• Major power steering issues conspire against Josh Caygill
• Brands GP finale doesn’t go to plan due to mechanical woes
• Yorkshire driver still highlights positives from BTCC experience
Dunlop MSA British Touring Car Championship racer Josh Caygill encountered a frustrating end to his first two events in the UK’s premier motor racing category at Brands Hatch Grand Prix Circuit over the weekend, 29th/30th September, where mechanical dramas impacted his potential.
Still getting to grips with the demands of the BTCC after a solid debut at Silverstone two weeks ago, the 29-year-old had limited practice time due to power steering issues which also affected qualifying and the races despite the best efforts of the AmD with Autoaid/RCIB Insurance Racing team.
Departing the Kent track with a best finish of 21st position in race two on Sunday, an improvement on his previous best of 23rd place from Silverstone, Holmfirth racer Caygill is now looking forward to the 2019 motorsport season and a potential full assault on the BTCC.
“It’s been a good taster of touring cars and I’ve enjoyed working with Shaun [Hollamby] and the boys at AmD”, said the SMUK and LSS Waste-backed driver, “Obviously, we’d love to be back in the BTCC for a full season next year and if we can put a package together it’ll definitely be a strong option as it’d be great to give it a proper go now we know what it’s all about.”
With the power steering problems in opening practice, Caygill ended the run with a best time of 1m35.860 seconds (91.38mph).

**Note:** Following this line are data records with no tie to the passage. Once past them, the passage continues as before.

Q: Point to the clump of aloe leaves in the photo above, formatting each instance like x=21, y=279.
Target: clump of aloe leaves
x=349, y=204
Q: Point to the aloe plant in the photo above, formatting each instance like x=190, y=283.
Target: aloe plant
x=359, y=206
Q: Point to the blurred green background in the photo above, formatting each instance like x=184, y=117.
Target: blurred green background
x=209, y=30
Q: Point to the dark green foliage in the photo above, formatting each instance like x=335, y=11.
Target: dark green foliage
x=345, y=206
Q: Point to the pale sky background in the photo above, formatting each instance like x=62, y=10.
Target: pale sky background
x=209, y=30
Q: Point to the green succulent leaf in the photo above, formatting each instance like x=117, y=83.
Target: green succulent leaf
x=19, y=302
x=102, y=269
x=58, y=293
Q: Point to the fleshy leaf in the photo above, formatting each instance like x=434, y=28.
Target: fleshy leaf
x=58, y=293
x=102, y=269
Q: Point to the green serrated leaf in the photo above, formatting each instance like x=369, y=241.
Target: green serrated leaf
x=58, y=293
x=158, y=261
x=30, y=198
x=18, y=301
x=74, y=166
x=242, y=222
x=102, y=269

Even though he lost close to half an hour in session two with a new steering pump being fitted to the car he improved to 1m35.165 seconds (92.04mph).
Ahead of qualifying, with problems persisting, a new steering rack was bolted into the MG6 which again meant he lost some of the session. Concluding the run with a best lap of 1m33.294 seconds (93.89mph), a significant step forward, he began round 28 on Sunday morning from 31st on the grid.

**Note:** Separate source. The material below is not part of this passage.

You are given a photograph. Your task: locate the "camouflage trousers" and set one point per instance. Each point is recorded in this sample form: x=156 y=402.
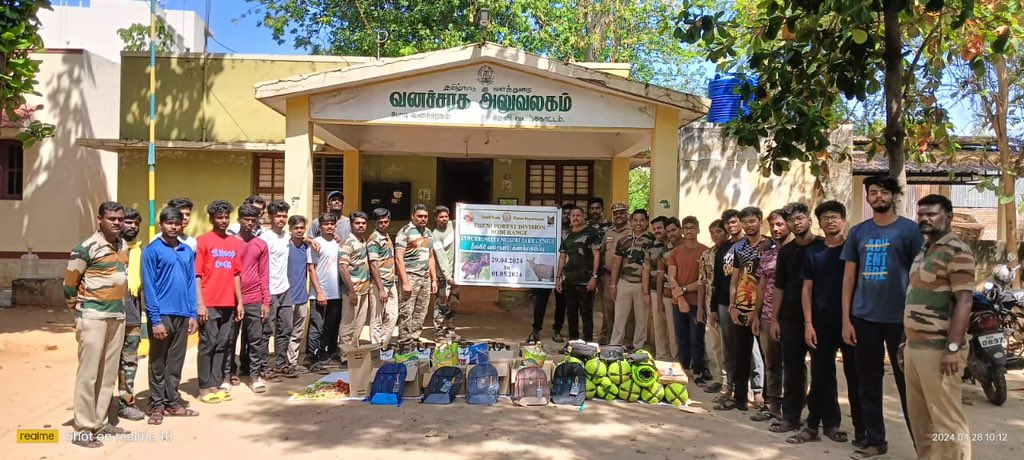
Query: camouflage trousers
x=413 y=308
x=128 y=367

Managing to climb through into 26th place on the opening lap, avoiding a multi-car tangle at Druids, Caygill then took 25th position on lap three when Ethan Hammerton went wide at Clark Curve and at the start of lap five he grabbed 24th when Sam Smelt’s AmD Audi ran through the gravel at Paddock.
The recovering Hammerton moved back through on lap six and Caygill stayed with his rival as the laps counted down. Into the 11th tour, though, the Yorkshireman was nudged back to 26th position by Mike Bushell’s Volkswagen CC and with three laps to go Caygill was back to 27th as Smelt moved back through. On the 15th and final lap, though, he took 26th after an excursion for Hammerton.

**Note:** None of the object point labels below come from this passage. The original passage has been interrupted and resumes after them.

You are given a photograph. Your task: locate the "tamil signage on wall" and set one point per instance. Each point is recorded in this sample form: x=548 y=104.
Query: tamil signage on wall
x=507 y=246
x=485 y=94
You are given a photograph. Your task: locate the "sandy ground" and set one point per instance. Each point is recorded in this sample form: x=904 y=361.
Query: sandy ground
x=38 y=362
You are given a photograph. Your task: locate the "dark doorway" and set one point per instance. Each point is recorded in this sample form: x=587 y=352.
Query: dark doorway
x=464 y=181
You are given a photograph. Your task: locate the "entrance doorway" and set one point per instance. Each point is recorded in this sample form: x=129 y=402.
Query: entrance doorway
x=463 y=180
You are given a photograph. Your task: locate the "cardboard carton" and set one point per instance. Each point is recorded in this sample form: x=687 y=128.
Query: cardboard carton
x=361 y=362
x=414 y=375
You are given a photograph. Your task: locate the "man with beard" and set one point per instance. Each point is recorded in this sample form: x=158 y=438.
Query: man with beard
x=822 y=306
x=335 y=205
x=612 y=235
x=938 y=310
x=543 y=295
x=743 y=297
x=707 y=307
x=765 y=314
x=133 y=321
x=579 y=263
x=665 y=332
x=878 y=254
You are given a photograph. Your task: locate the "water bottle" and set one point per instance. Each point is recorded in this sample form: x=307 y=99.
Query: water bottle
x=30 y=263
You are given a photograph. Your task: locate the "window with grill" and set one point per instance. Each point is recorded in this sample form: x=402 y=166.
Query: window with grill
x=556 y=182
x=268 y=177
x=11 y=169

Starting round 29 from 26th spot, the AmD driver maintained position on lap one before being shuffled back a couple of places on the second tour. Profiting from an incident ahead on lap four, he moved up into the top 25 and after a mid-race Safety Car period he held 24th place.
As a few drivers became embroiled in incidents, Caygill kept his forward momentum and over the last few laps he climbed through into 21st position where he ended the 17 lap encounter to mark a step forward from race one – despite continued car problems.
Unfortunately, round 30 at the end of the afternoon only lasted a handful of laps for the MG6 racer with power steering difficulties rearing their head once more. Fighting the car for the first three laps, at the end of the fourth tour Caygill opted to retire.
“I’m pleased in terms of what I’m doing behind the wheel, my input into everything, but it’s been a tough weekend with a fair few problems sadly”, he reflected, “In the races I was within around a second of Rory [Butcher – AmD team-mate] and considering we lost a lot of running time in free practice, and also factoring in his experience and quality, I was happy with that to be honest.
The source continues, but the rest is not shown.